Demos, K., Lillis, J., McCaffery, J., & Wing, R. (2019). Effects of Cognitive Strategies on Neural Food Cue Reactivity in Adults with Overweight/Obesity. Obesity, 27, 1577-1583. https://doi.org/10.1002/oby.22572

Publication Topic
ACT: Empirical
Publication Type
Article
Language
English
Abstract

Objective:

Functional magnetic resonance imaging (fMRI) studies of obesity have revealed key roles for reward-related and inhibitory control-related activity in response to food cues. This study examines how cognitive strategies impact neural food cue reactivity.

Methods:

In a within-participants, block-design, fMRI paradigm, 30 participants (24 women; mean BMI = 31.8) used four mind-sets while viewing food: "distract" (cognitive behavioral therapy based), "allow" (acceptance and commitment therapy based), "later" (focusing on long-term negative consequences), and "now" (control; focusing on immediate rewards).

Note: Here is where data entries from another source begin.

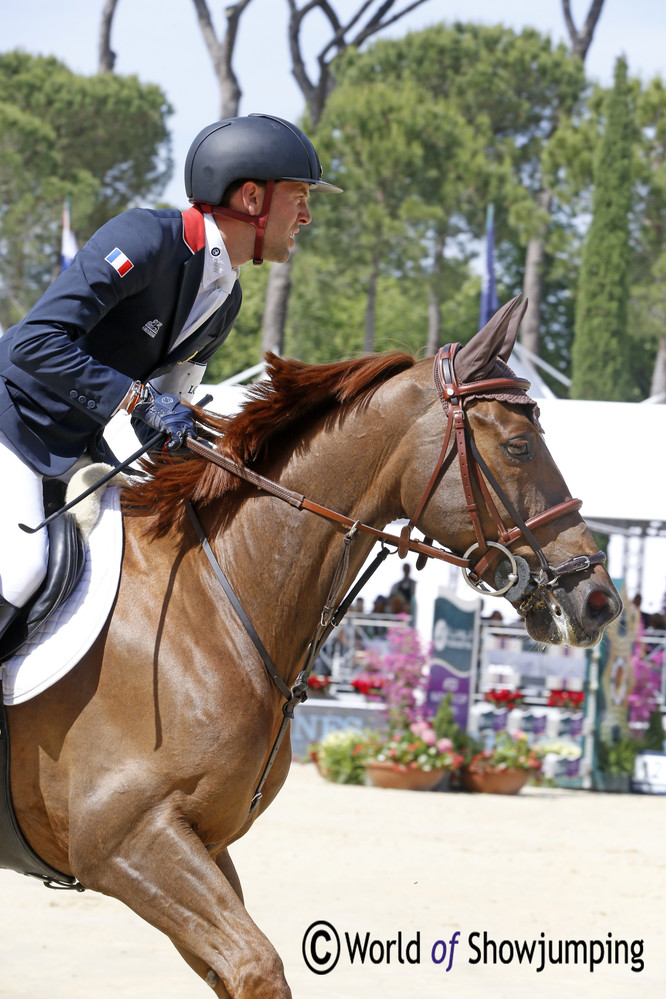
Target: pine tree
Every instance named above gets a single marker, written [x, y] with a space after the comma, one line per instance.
[601, 362]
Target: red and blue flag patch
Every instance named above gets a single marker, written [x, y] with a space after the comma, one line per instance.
[119, 261]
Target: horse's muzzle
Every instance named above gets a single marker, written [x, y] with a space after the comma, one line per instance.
[571, 614]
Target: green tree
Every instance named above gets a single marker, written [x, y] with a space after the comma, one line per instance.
[421, 133]
[601, 353]
[101, 140]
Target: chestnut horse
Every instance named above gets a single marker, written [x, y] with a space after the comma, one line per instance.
[136, 771]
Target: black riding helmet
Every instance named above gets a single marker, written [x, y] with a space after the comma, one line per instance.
[256, 147]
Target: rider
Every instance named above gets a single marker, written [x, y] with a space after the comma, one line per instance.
[133, 321]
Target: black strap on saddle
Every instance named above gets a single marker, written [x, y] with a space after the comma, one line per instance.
[16, 854]
[65, 565]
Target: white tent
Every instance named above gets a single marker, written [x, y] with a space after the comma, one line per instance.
[611, 455]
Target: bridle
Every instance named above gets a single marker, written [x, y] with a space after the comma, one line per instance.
[513, 578]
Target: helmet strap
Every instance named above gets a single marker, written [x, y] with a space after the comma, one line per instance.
[258, 221]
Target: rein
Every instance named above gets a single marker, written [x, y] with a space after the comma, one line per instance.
[517, 579]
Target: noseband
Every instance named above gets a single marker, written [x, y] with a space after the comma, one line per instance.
[513, 576]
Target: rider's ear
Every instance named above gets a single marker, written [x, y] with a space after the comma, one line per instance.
[475, 359]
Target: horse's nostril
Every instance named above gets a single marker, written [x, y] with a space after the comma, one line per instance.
[597, 602]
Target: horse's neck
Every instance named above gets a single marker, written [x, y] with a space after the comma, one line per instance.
[285, 559]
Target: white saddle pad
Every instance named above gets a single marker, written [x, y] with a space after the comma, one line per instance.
[66, 637]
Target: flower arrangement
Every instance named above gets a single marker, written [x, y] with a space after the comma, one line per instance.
[415, 748]
[398, 676]
[369, 684]
[510, 752]
[502, 697]
[337, 756]
[567, 700]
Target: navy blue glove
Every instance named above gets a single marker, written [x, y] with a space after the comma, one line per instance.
[166, 413]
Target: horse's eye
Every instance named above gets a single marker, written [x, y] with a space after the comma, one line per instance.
[518, 448]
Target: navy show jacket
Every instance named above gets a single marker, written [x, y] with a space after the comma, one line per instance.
[65, 368]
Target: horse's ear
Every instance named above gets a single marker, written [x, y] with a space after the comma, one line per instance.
[512, 330]
[475, 359]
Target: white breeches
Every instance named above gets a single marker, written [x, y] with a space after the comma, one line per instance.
[23, 557]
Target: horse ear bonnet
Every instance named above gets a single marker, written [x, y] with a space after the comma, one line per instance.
[486, 354]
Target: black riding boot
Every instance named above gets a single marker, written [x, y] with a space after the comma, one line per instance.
[7, 614]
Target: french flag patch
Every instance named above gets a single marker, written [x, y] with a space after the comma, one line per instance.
[119, 261]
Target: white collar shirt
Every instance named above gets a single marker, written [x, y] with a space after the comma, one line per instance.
[217, 281]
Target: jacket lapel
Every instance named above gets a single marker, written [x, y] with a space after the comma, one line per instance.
[194, 237]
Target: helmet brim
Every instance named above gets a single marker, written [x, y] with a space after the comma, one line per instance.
[315, 185]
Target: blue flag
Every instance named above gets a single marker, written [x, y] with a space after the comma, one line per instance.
[68, 244]
[489, 303]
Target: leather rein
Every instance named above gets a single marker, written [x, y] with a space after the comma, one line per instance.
[516, 578]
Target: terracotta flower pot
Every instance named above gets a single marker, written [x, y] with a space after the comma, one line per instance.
[384, 774]
[495, 781]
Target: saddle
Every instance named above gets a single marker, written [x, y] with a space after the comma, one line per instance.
[65, 565]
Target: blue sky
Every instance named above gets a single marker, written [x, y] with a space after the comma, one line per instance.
[160, 41]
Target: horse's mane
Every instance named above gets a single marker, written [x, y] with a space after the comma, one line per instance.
[291, 397]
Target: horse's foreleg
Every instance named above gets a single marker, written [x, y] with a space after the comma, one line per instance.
[163, 872]
[226, 865]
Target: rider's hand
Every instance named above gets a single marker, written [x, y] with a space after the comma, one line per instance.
[166, 413]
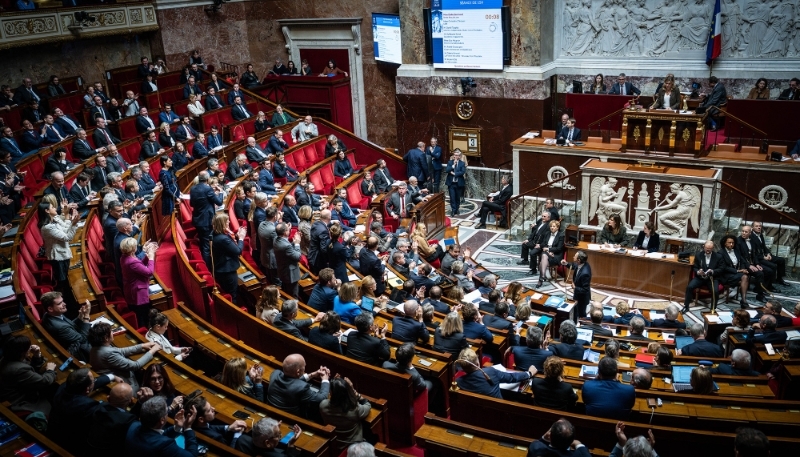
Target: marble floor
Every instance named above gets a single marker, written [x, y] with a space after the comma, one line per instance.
[495, 250]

Participants rated cravings by noting urges to eat on four-point Likert scales after each block.

Results:

Self-reported cravings significantly differed among all conditions (pairwise comparisons P < 0.05). Cravings were lowest when participants considered long-term consequences (LATER mind-set: 1.7 [SD 0.7]), were significantly higher when participants used the DISTRACT (1.9 [SD 0.7]) and ALLOW (2.3 [SD 0.9]) mind-sets, and were highest when participants used the NOW mind-set (3.2 [SD 0.7]). These behavioral differences were accompanied by differences in neural food cue reactivity. The LATER mind-set (long-term consequences) led to greater inhibitory-control activity in the dorsolateral prefrontal cortex. The cognitive behavioral therapy-based DISTRACT mind-set was associated with greater activity in executive function and reward-processing areas, whereas the ALLOW mind-set (acceptance and commitment therapy) elicited widespread activity in frontal, reward-processing, and default-mode regions.

Conclusions:

Because focusing on negative long-term consequences led to the greatest decrease in cravings and increased inhibitory control, this may be a promising treatment strategy for obesity.